Um medalhão, em todos os sentidos (inclusive da nobiliarquia familiar, filho de uma baronesa de quatrocentona estirpe paulista), que era também povo numa época de futebol alegre e desprendido. Na qual não havia o politicamente correto e o fabuloso Didi podia tomar calmantes receitados pelo médico e De Sordi fumar um cigarro atrás do outro sem ser repreendido.

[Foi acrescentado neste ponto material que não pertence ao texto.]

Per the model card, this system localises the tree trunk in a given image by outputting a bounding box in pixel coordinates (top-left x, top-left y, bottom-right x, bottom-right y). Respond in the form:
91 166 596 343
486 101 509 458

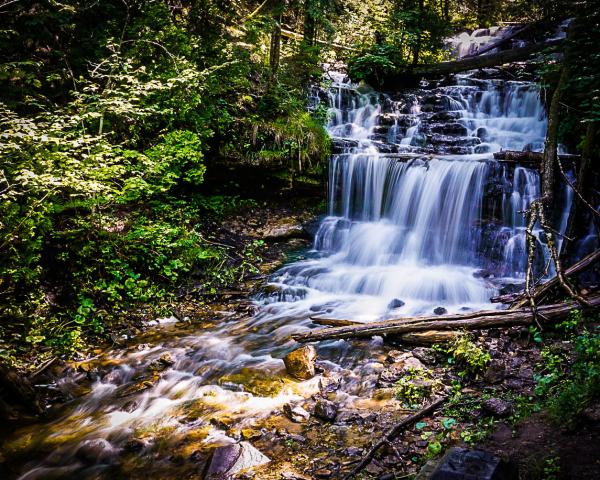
494 150 581 164
269 7 283 77
504 250 600 309
379 39 564 88
292 295 600 342
302 0 317 47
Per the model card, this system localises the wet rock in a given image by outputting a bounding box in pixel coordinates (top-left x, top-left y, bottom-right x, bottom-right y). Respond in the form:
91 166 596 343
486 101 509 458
121 400 139 413
102 368 123 385
481 398 513 418
314 468 333 478
204 442 271 480
281 472 308 480
412 347 437 365
313 399 338 422
75 438 116 464
388 298 406 310
378 350 426 386
582 403 600 423
483 360 506 383
346 447 363 457
148 352 175 372
426 448 518 480
258 220 304 240
283 403 310 423
283 345 317 380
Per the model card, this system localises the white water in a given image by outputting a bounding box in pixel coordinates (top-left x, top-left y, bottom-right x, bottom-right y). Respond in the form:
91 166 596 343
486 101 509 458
267 76 560 321
8 69 576 480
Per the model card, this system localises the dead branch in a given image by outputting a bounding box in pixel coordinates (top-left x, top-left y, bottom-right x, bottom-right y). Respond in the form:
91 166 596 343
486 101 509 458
292 294 600 343
344 397 447 480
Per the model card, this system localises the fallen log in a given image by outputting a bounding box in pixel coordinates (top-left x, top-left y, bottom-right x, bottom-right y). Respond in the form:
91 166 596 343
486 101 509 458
494 150 581 164
462 23 535 58
400 330 460 345
509 250 600 310
380 38 564 89
413 38 564 77
310 317 457 345
292 295 600 342
344 397 446 480
490 250 600 308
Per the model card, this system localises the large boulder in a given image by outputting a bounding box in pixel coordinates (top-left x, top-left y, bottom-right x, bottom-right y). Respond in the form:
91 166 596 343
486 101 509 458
424 447 519 480
313 399 338 422
283 345 317 380
204 442 271 480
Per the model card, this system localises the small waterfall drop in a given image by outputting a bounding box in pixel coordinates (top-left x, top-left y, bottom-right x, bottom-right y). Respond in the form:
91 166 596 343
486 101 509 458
265 70 570 321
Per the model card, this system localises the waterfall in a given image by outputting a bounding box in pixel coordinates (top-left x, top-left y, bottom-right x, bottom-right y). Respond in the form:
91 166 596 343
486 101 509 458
265 70 570 321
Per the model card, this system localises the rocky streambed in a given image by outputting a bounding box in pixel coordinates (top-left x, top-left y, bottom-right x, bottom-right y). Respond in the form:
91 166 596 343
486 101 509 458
1 288 596 480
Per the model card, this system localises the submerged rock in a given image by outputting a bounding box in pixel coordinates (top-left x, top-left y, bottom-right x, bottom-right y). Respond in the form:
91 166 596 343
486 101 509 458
412 347 437 365
388 298 406 310
258 221 304 240
426 448 518 480
283 345 317 380
313 399 338 422
283 403 310 423
481 398 513 418
204 442 271 480
76 438 116 464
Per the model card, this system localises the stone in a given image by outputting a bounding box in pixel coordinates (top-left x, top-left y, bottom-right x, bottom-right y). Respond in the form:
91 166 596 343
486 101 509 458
148 352 175 372
121 400 139 413
412 347 437 365
582 403 600 423
481 398 513 418
483 359 506 384
204 442 271 480
283 403 310 423
313 399 338 422
283 345 317 380
258 221 304 240
315 468 333 478
388 298 406 310
426 447 518 480
75 438 116 464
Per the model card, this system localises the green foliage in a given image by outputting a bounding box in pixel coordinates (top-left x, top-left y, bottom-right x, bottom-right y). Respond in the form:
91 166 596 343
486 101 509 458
534 331 600 422
436 334 491 377
396 368 443 408
348 0 452 81
0 0 337 355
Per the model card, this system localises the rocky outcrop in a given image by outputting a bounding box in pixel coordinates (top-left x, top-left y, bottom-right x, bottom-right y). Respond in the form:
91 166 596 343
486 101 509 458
204 442 271 480
283 345 317 380
313 399 338 422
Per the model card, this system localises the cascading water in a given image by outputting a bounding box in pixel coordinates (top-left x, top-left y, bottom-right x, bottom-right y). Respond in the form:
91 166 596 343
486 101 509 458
268 70 564 321
5 63 576 480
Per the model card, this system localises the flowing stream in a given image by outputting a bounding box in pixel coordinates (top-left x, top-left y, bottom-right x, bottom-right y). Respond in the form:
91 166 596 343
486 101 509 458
7 68 571 480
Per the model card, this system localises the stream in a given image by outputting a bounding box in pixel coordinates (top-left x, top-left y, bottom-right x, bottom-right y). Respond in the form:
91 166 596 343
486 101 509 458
5 56 572 480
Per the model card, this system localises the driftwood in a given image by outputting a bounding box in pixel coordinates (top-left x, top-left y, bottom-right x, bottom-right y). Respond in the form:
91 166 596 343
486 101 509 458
310 317 458 345
344 397 446 480
376 38 564 87
462 23 535 58
0 364 44 415
292 295 600 342
510 250 600 309
494 150 581 164
490 250 600 308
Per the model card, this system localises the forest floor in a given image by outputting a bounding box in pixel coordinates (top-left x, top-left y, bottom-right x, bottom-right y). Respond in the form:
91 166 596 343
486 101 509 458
0 199 600 480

Imaginava encontrar um perfil à altura do personagem e respostas às muitas dúvidas que gravitavam em torno de Paulo Machado de Carvalho e suas realizações. Como bons jornalistas, os autores do livro juntam muitas informações e o que escrevem pode ser lido com prazer. Mas sua obra não incorpora as conquistas acadêmicas de jornalistas que foram além da crônica dos fatos para examinar contextos e sondar interpretações, como têm feito nos últimos anos. Graças à facilidade na narrativa dos acontecimentos, deram um tom mais saboroso ao ritmo pedestre e pedregoso da historiografia nacional.
Tom Cardoso, com 33 anos, e Roberto Rockmann, com 28 na época em que o livro foi publicado, limitam-se às qualidades do jornalismo cronológico e restaurador de episódios. Sua pesquisa se limitou a consulta bibliográfica e entrevistas pessoais, sem maior aprofundamento, o que pode explicar erros grosseiros, como o cometido com a revolta tenentista comandada pelo general Isidoro Dias Lopes, em 1924. Dizem que em um mês, “os tenentistas foram expulsos da cidade pelas forças de Getúlio Vargas”, seis antes de o caudilho gaúcho tomar o poder, com a revolução de 1930, efeito da agitação tenentista iniciada em 1922.
O livro de Tom e Roberto é um avanço na reconstituição da história combinada das comunicações e do futebol no Brasil. Onde ficou, entretanto, ainda é um ponto distante do conhecimento adequado sobre o tema.